I'm going to take it apart, clean it and see if I can fix that today.

The taste is fantastic, although I'm going to have to go buy some other flavours. I wasn't really sure what I was doing when I placed the order and all 3 of the flavours I picked up are Too frikken sweet!

Clouds wise. I've just been hitting the pre-installed 0.3ohm Micro Fused Clapton Core which is rated between 30-60W. I started out on 30W, immediately took it up to 35. Stayed there a little while and then steadily increased. I'm quite happily sitting on 45W for now, went higher but it was affecting the flavour so I came back down.

Keen to try the steel coil soon and see what Temp mode is all about 

I'll post some pics in the Vape mail thread later as well

Reactions: Like 2 | Winner 3


----------



## Silver (12/7/16)

Congrats @FrakkenPrawn 
Lovely to hear when other members get their gear and enjoy it

What juices did you get if I may ask?


----------



## FrakkenPrawn (12/7/16)

Silver said:


> Congrats @FrakkenPrawn
> Lovely to hear when other members get their gear and enjoy it
> 
> What juices did you get if I may ask?


Well I may as well just post the pictures twice 

Here is my First lot of VapeMail Courtesy of Atomix vapes:



Out of those three flavours I like the Orion but it's too sweet and I can't do more than a tank at a time. 
The Voodoo Sub Zero is actually the best of the lot, I thought it was sweet at first and was confused but then after a few vapes realized it was the leftover Orion making it sweet! 
The Pangalactic Gargleblaster was a disappointment. Maybe I'm doing it wrong but the flavours just not there like the other two. 
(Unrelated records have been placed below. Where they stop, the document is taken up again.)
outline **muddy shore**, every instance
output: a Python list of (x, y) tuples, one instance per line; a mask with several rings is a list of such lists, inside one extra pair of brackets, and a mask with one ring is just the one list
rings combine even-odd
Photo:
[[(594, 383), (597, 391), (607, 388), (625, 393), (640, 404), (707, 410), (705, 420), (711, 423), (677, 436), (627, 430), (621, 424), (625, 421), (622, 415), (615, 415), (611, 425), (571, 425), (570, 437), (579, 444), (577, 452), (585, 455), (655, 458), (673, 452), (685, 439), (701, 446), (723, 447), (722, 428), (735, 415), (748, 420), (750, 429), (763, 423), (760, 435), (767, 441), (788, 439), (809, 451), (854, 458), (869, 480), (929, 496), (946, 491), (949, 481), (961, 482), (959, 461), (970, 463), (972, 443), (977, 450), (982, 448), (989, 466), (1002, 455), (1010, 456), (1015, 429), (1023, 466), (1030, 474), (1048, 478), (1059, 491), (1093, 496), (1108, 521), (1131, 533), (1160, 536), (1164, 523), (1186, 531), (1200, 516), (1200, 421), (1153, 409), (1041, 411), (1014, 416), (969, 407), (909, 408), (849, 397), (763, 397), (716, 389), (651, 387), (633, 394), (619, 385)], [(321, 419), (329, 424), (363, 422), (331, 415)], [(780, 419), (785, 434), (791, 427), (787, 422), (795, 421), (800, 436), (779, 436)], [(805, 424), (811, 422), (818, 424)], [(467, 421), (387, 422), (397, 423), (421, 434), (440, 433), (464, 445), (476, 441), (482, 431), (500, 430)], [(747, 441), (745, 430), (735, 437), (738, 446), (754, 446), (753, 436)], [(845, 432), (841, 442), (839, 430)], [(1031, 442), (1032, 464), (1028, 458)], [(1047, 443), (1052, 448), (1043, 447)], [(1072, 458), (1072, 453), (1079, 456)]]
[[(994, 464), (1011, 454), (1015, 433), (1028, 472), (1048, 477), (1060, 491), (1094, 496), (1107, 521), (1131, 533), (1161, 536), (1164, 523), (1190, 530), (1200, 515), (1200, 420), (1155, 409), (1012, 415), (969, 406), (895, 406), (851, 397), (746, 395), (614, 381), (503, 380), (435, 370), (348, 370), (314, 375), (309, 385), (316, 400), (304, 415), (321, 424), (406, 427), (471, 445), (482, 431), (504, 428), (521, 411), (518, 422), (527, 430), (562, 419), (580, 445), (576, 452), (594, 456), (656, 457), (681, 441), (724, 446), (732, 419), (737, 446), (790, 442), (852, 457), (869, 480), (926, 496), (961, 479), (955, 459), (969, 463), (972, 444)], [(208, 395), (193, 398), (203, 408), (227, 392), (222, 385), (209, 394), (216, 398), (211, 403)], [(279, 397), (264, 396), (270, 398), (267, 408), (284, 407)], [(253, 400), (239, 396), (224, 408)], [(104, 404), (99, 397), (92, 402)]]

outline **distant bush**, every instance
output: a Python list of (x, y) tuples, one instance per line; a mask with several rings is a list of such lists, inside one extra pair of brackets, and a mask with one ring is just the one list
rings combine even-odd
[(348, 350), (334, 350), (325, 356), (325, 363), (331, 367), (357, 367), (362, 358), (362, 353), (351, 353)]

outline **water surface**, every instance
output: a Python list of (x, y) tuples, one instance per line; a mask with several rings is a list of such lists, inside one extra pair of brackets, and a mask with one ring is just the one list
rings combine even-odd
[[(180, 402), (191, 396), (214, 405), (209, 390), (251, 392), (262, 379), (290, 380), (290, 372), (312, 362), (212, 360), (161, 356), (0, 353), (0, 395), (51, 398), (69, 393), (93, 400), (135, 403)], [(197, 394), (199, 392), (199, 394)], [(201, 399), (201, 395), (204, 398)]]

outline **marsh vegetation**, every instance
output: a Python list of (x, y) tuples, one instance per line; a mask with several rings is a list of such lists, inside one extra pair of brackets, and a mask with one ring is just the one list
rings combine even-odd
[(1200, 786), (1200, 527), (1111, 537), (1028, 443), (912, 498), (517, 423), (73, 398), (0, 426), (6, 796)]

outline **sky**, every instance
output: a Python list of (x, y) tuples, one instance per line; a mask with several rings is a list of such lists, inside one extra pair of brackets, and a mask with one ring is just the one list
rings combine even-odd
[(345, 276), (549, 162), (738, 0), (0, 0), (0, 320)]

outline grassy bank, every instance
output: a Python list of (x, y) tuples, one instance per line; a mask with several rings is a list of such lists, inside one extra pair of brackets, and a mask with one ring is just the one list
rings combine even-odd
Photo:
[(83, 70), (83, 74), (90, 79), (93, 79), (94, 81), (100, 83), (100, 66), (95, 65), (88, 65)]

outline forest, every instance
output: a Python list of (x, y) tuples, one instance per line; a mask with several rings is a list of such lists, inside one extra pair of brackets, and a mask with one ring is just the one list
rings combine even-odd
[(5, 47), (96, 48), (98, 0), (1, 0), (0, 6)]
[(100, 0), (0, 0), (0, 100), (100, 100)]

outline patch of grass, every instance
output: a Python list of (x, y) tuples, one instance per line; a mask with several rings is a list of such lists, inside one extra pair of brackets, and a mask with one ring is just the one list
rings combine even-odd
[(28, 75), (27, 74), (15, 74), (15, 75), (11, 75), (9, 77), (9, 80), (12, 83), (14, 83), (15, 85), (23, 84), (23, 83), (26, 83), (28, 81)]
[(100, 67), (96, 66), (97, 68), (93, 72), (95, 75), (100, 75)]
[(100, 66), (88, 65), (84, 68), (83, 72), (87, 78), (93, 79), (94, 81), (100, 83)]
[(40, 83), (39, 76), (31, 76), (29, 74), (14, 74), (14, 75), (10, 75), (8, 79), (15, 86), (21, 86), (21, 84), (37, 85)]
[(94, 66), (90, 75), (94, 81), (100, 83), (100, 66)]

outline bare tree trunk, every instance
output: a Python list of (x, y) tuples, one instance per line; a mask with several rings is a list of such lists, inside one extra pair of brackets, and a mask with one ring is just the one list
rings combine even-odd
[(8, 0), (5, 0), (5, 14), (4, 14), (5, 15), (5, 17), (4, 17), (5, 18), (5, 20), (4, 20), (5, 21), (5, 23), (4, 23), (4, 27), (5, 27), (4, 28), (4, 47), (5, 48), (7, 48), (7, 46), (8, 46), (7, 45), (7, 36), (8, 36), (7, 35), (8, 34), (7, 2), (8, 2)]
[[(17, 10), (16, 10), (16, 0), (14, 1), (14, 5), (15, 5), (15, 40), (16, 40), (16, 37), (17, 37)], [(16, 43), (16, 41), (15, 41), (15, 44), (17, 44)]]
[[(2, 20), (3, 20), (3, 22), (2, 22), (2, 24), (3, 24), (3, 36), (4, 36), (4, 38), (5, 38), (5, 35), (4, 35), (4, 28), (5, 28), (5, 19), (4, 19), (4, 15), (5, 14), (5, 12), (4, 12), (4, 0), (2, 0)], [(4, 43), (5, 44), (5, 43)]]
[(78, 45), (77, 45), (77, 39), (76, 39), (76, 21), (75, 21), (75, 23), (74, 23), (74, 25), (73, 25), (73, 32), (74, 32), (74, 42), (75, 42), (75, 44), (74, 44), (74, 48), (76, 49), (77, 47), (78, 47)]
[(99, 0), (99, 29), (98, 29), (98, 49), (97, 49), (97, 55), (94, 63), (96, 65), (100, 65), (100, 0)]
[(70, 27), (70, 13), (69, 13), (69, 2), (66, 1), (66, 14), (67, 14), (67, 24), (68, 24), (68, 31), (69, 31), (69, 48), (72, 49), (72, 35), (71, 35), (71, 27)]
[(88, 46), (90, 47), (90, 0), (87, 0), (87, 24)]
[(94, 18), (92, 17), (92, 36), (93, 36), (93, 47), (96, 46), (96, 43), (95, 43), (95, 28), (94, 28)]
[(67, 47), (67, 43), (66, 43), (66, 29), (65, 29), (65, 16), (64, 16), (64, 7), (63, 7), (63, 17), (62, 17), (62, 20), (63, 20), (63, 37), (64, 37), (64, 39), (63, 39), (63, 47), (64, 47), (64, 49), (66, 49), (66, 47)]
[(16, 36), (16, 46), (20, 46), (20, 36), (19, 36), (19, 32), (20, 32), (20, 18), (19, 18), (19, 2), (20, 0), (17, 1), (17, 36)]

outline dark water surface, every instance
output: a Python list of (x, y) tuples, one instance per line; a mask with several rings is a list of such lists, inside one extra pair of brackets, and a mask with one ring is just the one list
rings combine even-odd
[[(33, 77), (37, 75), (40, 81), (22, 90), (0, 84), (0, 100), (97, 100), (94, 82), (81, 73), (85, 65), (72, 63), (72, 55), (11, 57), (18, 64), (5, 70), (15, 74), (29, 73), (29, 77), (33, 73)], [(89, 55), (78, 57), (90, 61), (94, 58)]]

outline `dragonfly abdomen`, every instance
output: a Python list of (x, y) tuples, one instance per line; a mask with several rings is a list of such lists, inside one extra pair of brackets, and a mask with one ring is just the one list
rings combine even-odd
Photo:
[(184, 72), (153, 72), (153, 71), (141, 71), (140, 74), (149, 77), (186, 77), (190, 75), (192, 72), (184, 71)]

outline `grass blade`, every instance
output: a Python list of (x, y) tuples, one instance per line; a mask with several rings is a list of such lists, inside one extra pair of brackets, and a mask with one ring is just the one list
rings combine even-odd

I then found out that I have another Friendly Neighbourhood Vape store less than 5Km from where I live so I stopped by to pay a visit and thanks to the helpful chap at the counter picked up these three flavours. Can't speak for the other two but I'm currently smoking the Coffee Cake and it's wonderful! I suppose it helps that I'm a bit of a coffee addict!




Thanks for the Help VapeCartel!

P.S. : I did manage to fix the leak I had through the air holes I hadn't tightened the coil properly into the base!!

Reactions: Like 1 | Winner 3


----------



## Migs (13/7/16)

Not sure about the rest of the peeps here but I get so happy when I see a new vaper super amped about their new device.

Get a dripper next man, you wont regret it, building your own coils is part of the fun.

Reactions: Like 2 | Can relate 1


----------



## Silver (13/7/16)

FrakkenPrawn said:


> Well I may as well just post the pictures twice
> 
> Here is my First lot of VapeMail Courtesy of Atomix vapes:
> View attachment 60570
> ...



Great stuff @FrakkenPrawn 
The juice hunt can be long and quite challenging. 
My advice is keep on trying and sampling new juices - helps to try out friends' juices too
All you need is a few winners for your palate and then you're sorted

Great juices you have bought. Let us know what the Deity Vapes one is like.
PS - Paulie's coffee cake is great.


----------



## Caramia (13/7/16)

Awesome gear! And you definitely cannot go wrong with Paulies


----------